Mais là encore, les spécialistes du secteur sont sceptiques. Est-il vraiment rentable de se passer de certaines pièces de montage ? N’est-ce pas un transfert de compétences plutôt que d’argent ? Autant d’incertitudes qui freinent le projet et engendrent des retards. Pourtant, Tesla doit vendre davantage de voitures. Déjà, parce que les ventes d’automobiles génèrent du cash pour l’entreprise. Ensuite, parce que son dirigeant a annoncé un objectif de ventes de 20 millions de voitures par an en 2030, soit le double du plus grand constructeur actuel, le japonais Toyota. Si les ventes sont loin de l’objectif initial, alors l’action perdra de sa valeur en bourse.

De plus, les récents bouleversements de Tesla ont fait chuter son titre de 34% en six mois, la pire performance de toutes les actions du S&P 500, l’indice boursier basé sur 500 grandes sociétés cotées en bourse aux États-Unis. Le constructeur reste cependant bien au-dessus de ses concurrents en termes de valorisation, 542 milliards de dollars, contre 305 milliards d’euros pour Toyota, le deuxième groupe automobile le mieux noté.

 » Tesla doit démontrer sa capacité à produire de la valeur et un leadership crédible si elle veut rassurer les investisseurs et maintenir sa valorisation.
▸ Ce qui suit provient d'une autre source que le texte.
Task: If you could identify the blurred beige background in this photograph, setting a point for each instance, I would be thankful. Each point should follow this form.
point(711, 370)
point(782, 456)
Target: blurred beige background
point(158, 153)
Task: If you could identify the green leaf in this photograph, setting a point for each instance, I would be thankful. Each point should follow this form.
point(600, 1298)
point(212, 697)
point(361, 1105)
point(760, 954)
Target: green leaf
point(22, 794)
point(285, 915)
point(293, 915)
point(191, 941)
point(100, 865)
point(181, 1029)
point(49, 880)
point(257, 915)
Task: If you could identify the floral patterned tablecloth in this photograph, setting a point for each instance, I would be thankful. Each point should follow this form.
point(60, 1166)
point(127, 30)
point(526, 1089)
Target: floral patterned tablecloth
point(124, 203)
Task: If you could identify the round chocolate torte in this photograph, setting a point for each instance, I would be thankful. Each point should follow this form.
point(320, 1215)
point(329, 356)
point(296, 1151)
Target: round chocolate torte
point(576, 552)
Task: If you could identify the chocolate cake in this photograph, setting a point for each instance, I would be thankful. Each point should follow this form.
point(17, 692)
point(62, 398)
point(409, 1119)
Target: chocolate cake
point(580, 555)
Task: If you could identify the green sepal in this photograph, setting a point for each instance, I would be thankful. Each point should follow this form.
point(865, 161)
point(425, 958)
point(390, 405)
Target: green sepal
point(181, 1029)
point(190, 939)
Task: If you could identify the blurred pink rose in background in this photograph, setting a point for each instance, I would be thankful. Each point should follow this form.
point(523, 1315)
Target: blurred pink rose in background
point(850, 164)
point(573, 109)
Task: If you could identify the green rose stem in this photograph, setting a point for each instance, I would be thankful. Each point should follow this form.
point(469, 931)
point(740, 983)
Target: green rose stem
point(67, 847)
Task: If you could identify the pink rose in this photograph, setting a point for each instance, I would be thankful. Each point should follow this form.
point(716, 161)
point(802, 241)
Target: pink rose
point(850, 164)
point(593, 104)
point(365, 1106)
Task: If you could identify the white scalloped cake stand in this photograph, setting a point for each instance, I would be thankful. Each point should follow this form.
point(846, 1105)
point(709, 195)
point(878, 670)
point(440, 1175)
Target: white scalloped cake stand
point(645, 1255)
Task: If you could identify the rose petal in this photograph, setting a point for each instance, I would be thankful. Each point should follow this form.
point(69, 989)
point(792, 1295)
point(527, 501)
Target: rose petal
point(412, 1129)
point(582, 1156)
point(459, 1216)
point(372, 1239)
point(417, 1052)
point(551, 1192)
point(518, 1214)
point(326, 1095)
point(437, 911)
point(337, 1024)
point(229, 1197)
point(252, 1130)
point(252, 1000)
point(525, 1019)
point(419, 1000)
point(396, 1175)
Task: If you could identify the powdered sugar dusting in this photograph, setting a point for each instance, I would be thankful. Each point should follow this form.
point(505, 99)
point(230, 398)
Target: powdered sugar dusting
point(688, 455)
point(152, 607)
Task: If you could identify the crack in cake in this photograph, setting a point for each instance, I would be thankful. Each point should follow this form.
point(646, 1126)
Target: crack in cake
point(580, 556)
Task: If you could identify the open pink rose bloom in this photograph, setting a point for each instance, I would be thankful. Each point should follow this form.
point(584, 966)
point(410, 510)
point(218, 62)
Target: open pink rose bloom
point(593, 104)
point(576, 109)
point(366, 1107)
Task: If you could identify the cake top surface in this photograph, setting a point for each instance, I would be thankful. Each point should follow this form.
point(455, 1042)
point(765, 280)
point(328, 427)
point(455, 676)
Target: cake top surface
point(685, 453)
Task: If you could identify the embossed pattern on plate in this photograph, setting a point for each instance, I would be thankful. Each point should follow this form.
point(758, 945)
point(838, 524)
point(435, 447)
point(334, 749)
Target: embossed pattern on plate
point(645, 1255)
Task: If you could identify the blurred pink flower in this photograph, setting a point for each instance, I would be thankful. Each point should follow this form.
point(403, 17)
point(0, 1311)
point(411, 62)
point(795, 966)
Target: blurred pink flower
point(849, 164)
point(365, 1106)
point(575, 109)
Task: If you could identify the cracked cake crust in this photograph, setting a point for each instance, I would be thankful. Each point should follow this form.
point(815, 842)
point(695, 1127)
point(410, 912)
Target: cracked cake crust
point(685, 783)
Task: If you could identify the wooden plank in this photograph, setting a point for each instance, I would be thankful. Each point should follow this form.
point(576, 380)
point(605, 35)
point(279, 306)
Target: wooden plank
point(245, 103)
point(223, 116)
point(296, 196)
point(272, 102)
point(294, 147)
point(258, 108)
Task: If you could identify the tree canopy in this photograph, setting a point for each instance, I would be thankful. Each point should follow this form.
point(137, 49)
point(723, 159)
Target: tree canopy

Cette dernière lui permet de lever beaucoup d’argent pour alimenter les différentes activités gourmandes en cash de son écosystème, comme Starlink, Neuralink ou encore Tesla. Autant d’activités où il se livre à une course à la recherche et au développement et à l’industrialisation. », décrypte Julien Pillot, chercheur associé au CNRS et enseignant-chercheur en économie à l’Inseec.

Pour l’économiste, Tesla doit avant tout se concentrer sur « batteries et systèmes de guidage autonomes « .

Misez tout sur la voiture autonome

C’est d’ailleurs l’un des projets majeurs du constructeur américain. Et pour cause, Elon Musk a annoncé il y a quelques jours la sortie de ses robots taxis pour le 8 août sur le réseau social X, concrétisant ainsi la grande utopie de la voiture autonome.

Tesla travaille depuis longtemps sur un système de véhicules constitué de caméras tout autour qui décryptent directement leur environnement. Un système qui semble le plus pertinent selon les spécialistes du secteur, alors que General Motors ou Waymo, la filiale de Google, privilégient les voitures connectées à leur environnement grâce au Lidar, une sorte de radar qui permet la détection d’objets, d’obstacles et l’estimation de distance par laser. Un système beaucoup plus difficile et coûteux à mettre en œuvre à grande échelle puisque tout l’environnement doit communiquer avec la voiture. Si le modèle Tesla a son avantage, il a encore aujourd’hui des sceptiques.

Au Consumer Electronics Show (CES) de Las Vegas, le rendez-vous des voitures autonomes

 » j’ai testé le le plus récent modèles de Les véhicules autonomes de Tesla sur la côte ouest et c’est impressionnant. Mais la voiture a tourné à droite directement sur la piste cyclable, il y a encore des erreurs », dit l’analyste de Jefferies, Philippe Houchois.

Surtout, le modèle économique des voitures autonomes n’est pas vraiment certain. Car s’il offre l’avantage de faire fonctionner le véhicule quasiment toute la journée en optimisant les trajets ainsi que le salaire des chauffeurs, le coût de l’entretien et le prix de production de tels véhicules pèseront dans la balance.

Pour compenser les coûts de production, Julien Pillot estime qu’il faudra partager la même plateforme que le projet Model 2. Malgré tout, les analystes restent méfiants : « General Motors parlait il y a quelques années d’un prix moyen de 5 dollars le mile (7 dollars le km) pour une voiture autonome. En comparaison, cela équivalait à un tarif de nuit de pointe pour Uber. », constate Philippe Houchois.